Status of Marginal Farmers in India 2025: Cooperatives Boost Income for 45% Farmers, Finds FEED Report

Status of Marginal Farmers in India 2025 Highlights Cooperative Access and Income Trends

Status of Marginal Farmers in India 2025 Report Released on Farmers’ Day

On Farmers’ Day (23 December), the Forum of Enterprises for Equitable Development (FEED) released its flagship report, Status of Marginal Farmers in India 2025, offering a ground-level assessment of the challenges and opportunities faced by India’s marginal farmers. The study examined the reach and effectiveness of agricultural cooperatives at a time when India is intensifying its focus on farmer-centric and inclusive rural development.

The study was conducted across six states—Andhra Pradesh, Bihar, Himachal Pradesh, Maharashtra, Tripura, and Uttarakhand—and provides timely insights during the International Year of Cooperatives.


Report Launch and Key Stakeholders

The Status of Marginal Farmers in India 2025 report was launched at the Institute of Social Sciences, New Delhi, by Dr. Sanjeev Chopra (Retd. IAS), Former Director of LBSNAA and Chairperson of FEED, along with Dr. K.K. Tripathi, Joint Secretary, Economic Advisory Council to the Prime Minister (EAC-PM), NITI Aayog.

The event was attended by Dr. Sudhir Mahajan, Chief Executive, National Cooperative Union of India (NCUI), and Harveer Singh, Editor-in-Chief, Rural Voice.


Marginal Farmers and Cooperative Access

According to the Status of Marginal Farmers in India 2025, marginal farmers account for nearly 60–70% of India’s farming households, yet they remain among the most vulnerable in the rural economy. The report finds that less than 25% of marginal farmers surveyed are active members of agricultural cooperatives.

Farmers outside cooperative networks are more dependent on informal markets, experience slower income growth, and face greater exposure to climate and market shocks.


Income Growth Where Cooperatives Are Active

A key finding of the Status of Marginal Farmers in India 2025 report is that 45% of marginal farmers associated with cooperatives reported income growth. These positive outcomes were more visible in regions where cooperatives actively supported input supply, procurement, credit access, and market linkage.

The report also foregrounds the lived experiences of marginal farmers, capturing their expectations from cooperative institutions and policy frameworks.


Limited Cooperative Participation Remains a Challenge

The study reveals particularly low cooperative participation in Bihar, Tripura, and Himachal Pradesh.

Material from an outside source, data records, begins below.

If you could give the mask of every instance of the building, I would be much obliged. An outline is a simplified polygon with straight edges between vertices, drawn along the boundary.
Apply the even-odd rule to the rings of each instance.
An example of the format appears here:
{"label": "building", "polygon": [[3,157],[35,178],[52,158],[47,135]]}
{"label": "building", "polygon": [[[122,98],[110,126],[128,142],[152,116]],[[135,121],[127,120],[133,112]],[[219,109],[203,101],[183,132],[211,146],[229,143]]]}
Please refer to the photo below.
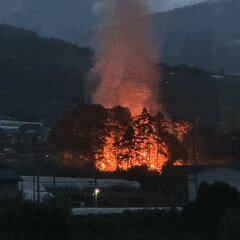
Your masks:
{"label": "building", "polygon": [[0,170],[0,200],[15,199],[19,194],[22,178],[11,171]]}
{"label": "building", "polygon": [[[196,170],[196,169],[195,169]],[[216,166],[198,169],[187,174],[188,201],[194,201],[197,188],[201,183],[224,182],[236,187],[240,192],[240,171],[228,166]]]}

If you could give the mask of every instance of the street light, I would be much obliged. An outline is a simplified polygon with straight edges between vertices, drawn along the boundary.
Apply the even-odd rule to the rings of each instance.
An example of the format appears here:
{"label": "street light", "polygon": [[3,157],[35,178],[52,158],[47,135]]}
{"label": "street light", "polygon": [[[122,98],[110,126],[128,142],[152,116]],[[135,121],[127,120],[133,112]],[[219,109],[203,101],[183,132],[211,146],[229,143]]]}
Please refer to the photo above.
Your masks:
{"label": "street light", "polygon": [[98,188],[96,188],[94,190],[94,196],[95,196],[95,208],[97,208],[97,198],[98,198],[98,194],[100,193],[100,190]]}

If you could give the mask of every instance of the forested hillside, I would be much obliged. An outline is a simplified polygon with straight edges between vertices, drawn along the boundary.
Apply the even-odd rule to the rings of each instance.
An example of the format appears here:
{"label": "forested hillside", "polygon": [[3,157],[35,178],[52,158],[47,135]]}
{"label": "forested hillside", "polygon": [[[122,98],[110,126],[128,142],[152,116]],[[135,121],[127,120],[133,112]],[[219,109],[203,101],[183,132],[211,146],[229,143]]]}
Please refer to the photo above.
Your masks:
{"label": "forested hillside", "polygon": [[56,119],[84,101],[91,52],[0,25],[0,115]]}

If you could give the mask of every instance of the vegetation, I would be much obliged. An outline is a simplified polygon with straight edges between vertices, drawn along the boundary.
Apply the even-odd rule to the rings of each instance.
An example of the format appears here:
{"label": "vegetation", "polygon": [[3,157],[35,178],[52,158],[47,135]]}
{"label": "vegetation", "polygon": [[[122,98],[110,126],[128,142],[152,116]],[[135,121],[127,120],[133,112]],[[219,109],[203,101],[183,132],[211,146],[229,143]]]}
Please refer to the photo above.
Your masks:
{"label": "vegetation", "polygon": [[84,102],[91,51],[0,25],[0,115],[55,120]]}

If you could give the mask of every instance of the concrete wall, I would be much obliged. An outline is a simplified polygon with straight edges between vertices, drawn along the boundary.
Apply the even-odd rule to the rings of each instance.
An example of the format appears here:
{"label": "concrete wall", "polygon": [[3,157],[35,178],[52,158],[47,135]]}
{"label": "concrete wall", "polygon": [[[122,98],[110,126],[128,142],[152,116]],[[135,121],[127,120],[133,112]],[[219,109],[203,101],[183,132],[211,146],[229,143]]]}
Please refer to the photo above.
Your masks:
{"label": "concrete wall", "polygon": [[216,167],[188,175],[188,200],[194,201],[196,197],[196,185],[198,188],[203,182],[213,184],[219,181],[236,187],[240,192],[240,171],[227,167]]}

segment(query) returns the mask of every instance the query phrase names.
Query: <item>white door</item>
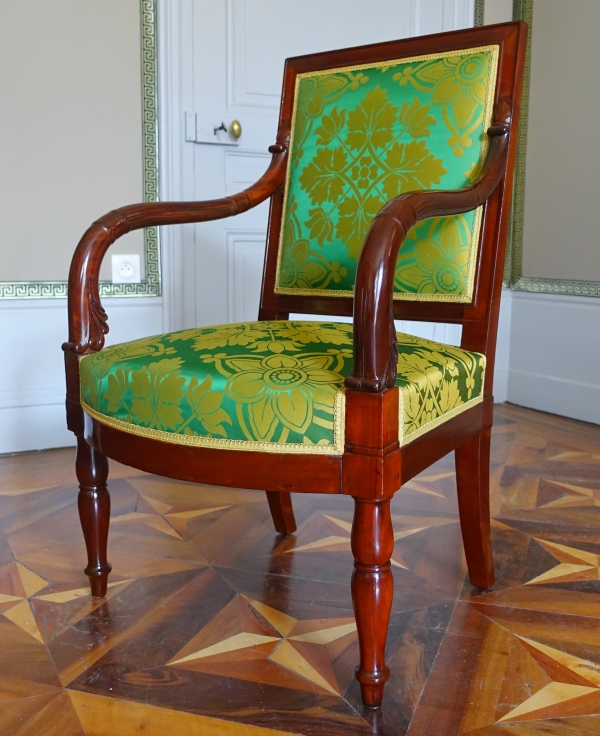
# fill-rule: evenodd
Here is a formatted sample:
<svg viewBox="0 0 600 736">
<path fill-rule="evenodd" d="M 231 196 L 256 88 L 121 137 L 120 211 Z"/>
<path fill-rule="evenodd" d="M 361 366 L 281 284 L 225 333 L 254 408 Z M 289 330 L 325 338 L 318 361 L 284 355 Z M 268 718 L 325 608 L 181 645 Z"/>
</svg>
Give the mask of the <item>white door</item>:
<svg viewBox="0 0 600 736">
<path fill-rule="evenodd" d="M 195 122 L 198 140 L 215 141 L 186 144 L 194 199 L 238 192 L 267 168 L 286 57 L 472 24 L 473 0 L 193 0 L 188 137 Z M 229 134 L 234 120 L 237 142 Z M 215 133 L 221 124 L 227 132 Z M 195 324 L 257 318 L 267 215 L 264 203 L 197 226 L 195 251 L 184 259 L 186 271 L 195 269 Z"/>
</svg>

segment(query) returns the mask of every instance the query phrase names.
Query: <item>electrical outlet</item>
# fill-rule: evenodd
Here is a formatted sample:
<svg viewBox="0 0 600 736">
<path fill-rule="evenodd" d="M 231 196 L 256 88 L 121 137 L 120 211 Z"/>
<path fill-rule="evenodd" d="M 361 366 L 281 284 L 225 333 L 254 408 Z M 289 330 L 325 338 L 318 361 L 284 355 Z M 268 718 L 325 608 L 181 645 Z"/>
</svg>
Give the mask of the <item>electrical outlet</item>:
<svg viewBox="0 0 600 736">
<path fill-rule="evenodd" d="M 113 284 L 137 284 L 142 280 L 139 254 L 112 255 Z"/>
</svg>

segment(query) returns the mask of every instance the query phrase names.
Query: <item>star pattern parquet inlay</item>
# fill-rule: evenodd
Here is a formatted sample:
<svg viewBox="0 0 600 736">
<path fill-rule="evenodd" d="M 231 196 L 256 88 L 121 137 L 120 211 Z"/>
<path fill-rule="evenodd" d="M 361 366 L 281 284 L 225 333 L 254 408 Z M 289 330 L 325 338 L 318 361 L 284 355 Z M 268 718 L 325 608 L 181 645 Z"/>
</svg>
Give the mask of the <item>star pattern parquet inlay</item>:
<svg viewBox="0 0 600 736">
<path fill-rule="evenodd" d="M 600 734 L 600 428 L 496 407 L 497 580 L 466 576 L 452 456 L 392 504 L 392 677 L 365 710 L 352 500 L 111 464 L 113 573 L 82 568 L 71 450 L 0 458 L 0 736 Z"/>
</svg>

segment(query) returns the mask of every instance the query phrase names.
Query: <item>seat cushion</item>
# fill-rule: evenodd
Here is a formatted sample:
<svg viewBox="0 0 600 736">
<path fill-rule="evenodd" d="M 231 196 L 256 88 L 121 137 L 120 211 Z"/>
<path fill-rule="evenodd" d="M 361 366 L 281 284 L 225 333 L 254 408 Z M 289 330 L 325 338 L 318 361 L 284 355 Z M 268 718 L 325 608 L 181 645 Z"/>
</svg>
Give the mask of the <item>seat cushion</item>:
<svg viewBox="0 0 600 736">
<path fill-rule="evenodd" d="M 241 322 L 115 345 L 80 361 L 83 408 L 176 444 L 342 454 L 352 325 Z M 485 357 L 398 333 L 405 445 L 482 400 Z"/>
</svg>

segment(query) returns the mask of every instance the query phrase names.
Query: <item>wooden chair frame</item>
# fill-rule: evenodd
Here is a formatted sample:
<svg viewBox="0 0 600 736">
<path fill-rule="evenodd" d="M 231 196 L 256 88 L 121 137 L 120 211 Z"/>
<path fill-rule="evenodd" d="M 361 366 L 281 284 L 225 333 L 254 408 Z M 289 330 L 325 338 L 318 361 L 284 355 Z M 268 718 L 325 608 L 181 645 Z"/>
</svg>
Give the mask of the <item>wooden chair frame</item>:
<svg viewBox="0 0 600 736">
<path fill-rule="evenodd" d="M 471 582 L 480 587 L 493 583 L 488 498 L 492 380 L 526 36 L 524 23 L 507 23 L 288 59 L 277 142 L 269 149 L 273 159 L 256 184 L 240 194 L 213 201 L 123 207 L 102 217 L 85 233 L 70 270 L 69 341 L 63 349 L 67 420 L 77 435 L 78 503 L 88 552 L 85 572 L 95 597 L 105 595 L 111 569 L 106 555 L 110 516 L 107 456 L 185 481 L 266 490 L 275 528 L 283 534 L 296 528 L 290 492 L 352 496 L 352 599 L 360 648 L 356 677 L 369 707 L 380 705 L 389 677 L 384 655 L 393 594 L 390 500 L 402 484 L 452 450 L 456 452 L 460 521 Z M 487 158 L 473 186 L 460 191 L 403 194 L 390 200 L 367 234 L 354 299 L 275 293 L 296 75 L 490 44 L 500 47 L 494 119 L 488 130 Z M 231 451 L 148 439 L 86 415 L 80 404 L 79 358 L 100 350 L 108 332 L 98 283 L 100 264 L 109 246 L 131 230 L 229 217 L 269 197 L 259 320 L 287 319 L 291 312 L 354 316 L 354 363 L 352 375 L 346 379 L 344 454 L 236 451 L 236 462 L 232 463 Z M 484 205 L 484 212 L 472 302 L 394 302 L 395 264 L 409 229 L 418 220 L 462 213 L 480 205 Z M 402 448 L 398 442 L 394 318 L 461 324 L 461 346 L 485 354 L 487 361 L 483 402 Z"/>
</svg>

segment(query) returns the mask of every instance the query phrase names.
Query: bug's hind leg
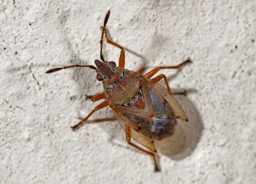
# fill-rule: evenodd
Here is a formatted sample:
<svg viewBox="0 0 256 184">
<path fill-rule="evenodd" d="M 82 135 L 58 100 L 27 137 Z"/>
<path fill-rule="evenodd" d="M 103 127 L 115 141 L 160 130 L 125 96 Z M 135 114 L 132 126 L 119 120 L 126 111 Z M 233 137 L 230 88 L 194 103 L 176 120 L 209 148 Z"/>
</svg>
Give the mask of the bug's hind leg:
<svg viewBox="0 0 256 184">
<path fill-rule="evenodd" d="M 149 155 L 153 156 L 153 159 L 154 159 L 154 162 L 155 164 L 155 171 L 160 171 L 160 169 L 157 166 L 157 160 L 156 159 L 156 155 L 154 153 L 151 152 L 150 151 L 147 151 L 144 149 L 142 149 L 141 147 L 138 147 L 137 145 L 134 144 L 131 142 L 131 136 L 129 135 L 129 133 L 130 133 L 131 130 L 130 130 L 130 127 L 128 126 L 126 126 L 126 141 L 128 144 L 129 144 L 131 146 L 133 146 L 134 147 L 137 148 L 138 150 L 140 150 L 141 151 L 143 151 L 144 153 L 145 153 L 147 154 L 148 154 Z"/>
<path fill-rule="evenodd" d="M 185 90 L 183 91 L 180 92 L 171 92 L 171 89 L 170 89 L 170 86 L 169 86 L 169 84 L 168 83 L 168 81 L 167 81 L 167 79 L 166 79 L 166 76 L 164 75 L 163 74 L 160 74 L 160 75 L 156 76 L 154 78 L 153 78 L 151 79 L 152 81 L 155 82 L 157 82 L 160 81 L 162 79 L 164 78 L 164 82 L 165 82 L 166 85 L 166 88 L 167 88 L 167 90 L 172 95 L 186 95 L 186 91 Z"/>
<path fill-rule="evenodd" d="M 94 109 L 93 109 L 90 113 L 89 114 L 89 115 L 88 116 L 86 116 L 86 117 L 85 118 L 84 118 L 84 119 L 83 119 L 82 121 L 81 121 L 80 122 L 79 122 L 79 123 L 78 124 L 76 125 L 75 125 L 73 127 L 71 127 L 71 128 L 72 128 L 72 129 L 73 129 L 73 130 L 75 130 L 79 125 L 80 125 L 82 123 L 83 123 L 83 122 L 85 122 L 89 118 L 89 117 L 90 116 L 92 115 L 92 114 L 93 114 L 93 113 L 94 112 L 96 111 L 97 110 L 99 110 L 102 109 L 102 108 L 105 108 L 108 105 L 108 101 L 107 100 L 105 101 L 104 102 L 102 102 L 101 104 L 100 104 L 99 105 L 96 106 L 96 107 L 95 108 L 94 108 Z"/>
<path fill-rule="evenodd" d="M 154 75 L 157 72 L 159 71 L 161 69 L 178 69 L 179 68 L 182 67 L 185 64 L 188 63 L 192 62 L 191 60 L 189 59 L 189 58 L 188 59 L 184 61 L 182 63 L 180 63 L 179 65 L 178 65 L 176 66 L 161 66 L 160 67 L 157 67 L 154 69 L 154 70 L 151 70 L 149 72 L 146 74 L 144 76 L 148 78 L 148 79 L 150 79 L 153 75 Z"/>
</svg>

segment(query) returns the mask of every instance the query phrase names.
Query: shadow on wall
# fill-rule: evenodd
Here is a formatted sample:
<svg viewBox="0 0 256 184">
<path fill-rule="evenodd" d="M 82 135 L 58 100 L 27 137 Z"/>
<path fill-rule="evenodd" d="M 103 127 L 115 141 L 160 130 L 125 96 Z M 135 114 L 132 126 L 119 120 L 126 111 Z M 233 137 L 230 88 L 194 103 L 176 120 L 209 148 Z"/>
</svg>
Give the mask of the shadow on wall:
<svg viewBox="0 0 256 184">
<path fill-rule="evenodd" d="M 195 149 L 204 126 L 198 111 L 188 97 L 182 96 L 177 98 L 189 122 L 178 119 L 174 134 L 157 142 L 155 141 L 155 145 L 158 153 L 172 159 L 179 160 L 189 156 Z"/>
</svg>

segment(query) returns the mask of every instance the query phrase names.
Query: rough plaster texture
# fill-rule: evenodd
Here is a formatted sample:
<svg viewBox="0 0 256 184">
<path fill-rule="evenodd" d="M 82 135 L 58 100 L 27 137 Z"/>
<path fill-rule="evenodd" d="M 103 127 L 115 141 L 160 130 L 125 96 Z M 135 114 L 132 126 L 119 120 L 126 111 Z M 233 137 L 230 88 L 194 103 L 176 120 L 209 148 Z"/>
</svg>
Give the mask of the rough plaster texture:
<svg viewBox="0 0 256 184">
<path fill-rule="evenodd" d="M 256 1 L 0 1 L 0 183 L 256 183 Z M 99 59 L 109 9 L 126 68 L 193 61 L 161 72 L 189 91 L 177 98 L 197 133 L 186 155 L 160 156 L 160 173 L 109 108 L 72 131 L 100 103 L 85 99 L 102 91 L 94 71 L 45 73 Z"/>
</svg>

Barriers include complex membership processes, distance from Primary Agricultural Credit Societies (PACS), limited capital availability, and social exclusion.


Expanding the Role of PACS

The Status of Marginal Farmers in India 2025 highlights that PACS are increasingly evolving into multi-service rural centers, moving beyond traditional credit provision. In several states, PACS now support input distribution, procurement and marketing, public distribution system delivery, and access to digital and public services.

States where PACS operate as integrated service hubs have shown better outcomes for marginal farmers.


Digital Adoption and Regional Gaps

Digital adoption remains uneven. The report notes that 77.8% of cooperatives in Tripura and 25% in Bihar reported not using any digital tools. Where digital systems exist, their role remains largely informational rather than transformative.

Limited digital literacy—especially among women and older farmers—continues to restrict the benefits of digitization.


Gender Gap in Cooperative Leadership

While over 21.25 lakh women are registered as cooperative members nationwide, only 3,355 women serve as directors on cooperative boards, the Status of Marginal Farmers in India 2025 report reveals.

Social norms, mobility constraints, and unpaid caregiving responsibilities contribute to this leadership gap, leaving decision-making concentrated among a small, predominantly male group.


Voices from the Margins: What Farmers Want

Marginal farmers interviewed for the study emphasized the need for:

  • Greater awareness and outreach
  • Simplified membership and service access
  • Improved access to credit
  • Better infrastructure and storage facilities
  • Practical digital literacy support
  • Gender-inclusive mobility and leadership pathways

Call for Systemic Reform

Speaking at the launch, Dr. K.K. Tripathi stressed the importance of digitizing PACS and strengthening human resource policies to build professional and future-ready cooperative institutions. He noted that digitalization must be supported by skilled personnel to effectively serve marginal farmers.

Dr. Sanjeev Chopra said the success of cooperatives depends on how accessible, inclusive, transparent, and responsive they are to the realities of marginal farmers. While the New Cooperative Policy (NPC) 2025 presents an ambitious roadmap, its success will depend on convergence across government schemes and collaboration between cooperatives and Farmer Producer Organizations (FPOs).

Harveer Singh, Editor-in-Chief of Rural Voice, said the report reinforces the continued relevance of cooperatives as a distinctive institutional model capable of delivering long-term change beyond market-driven solutions.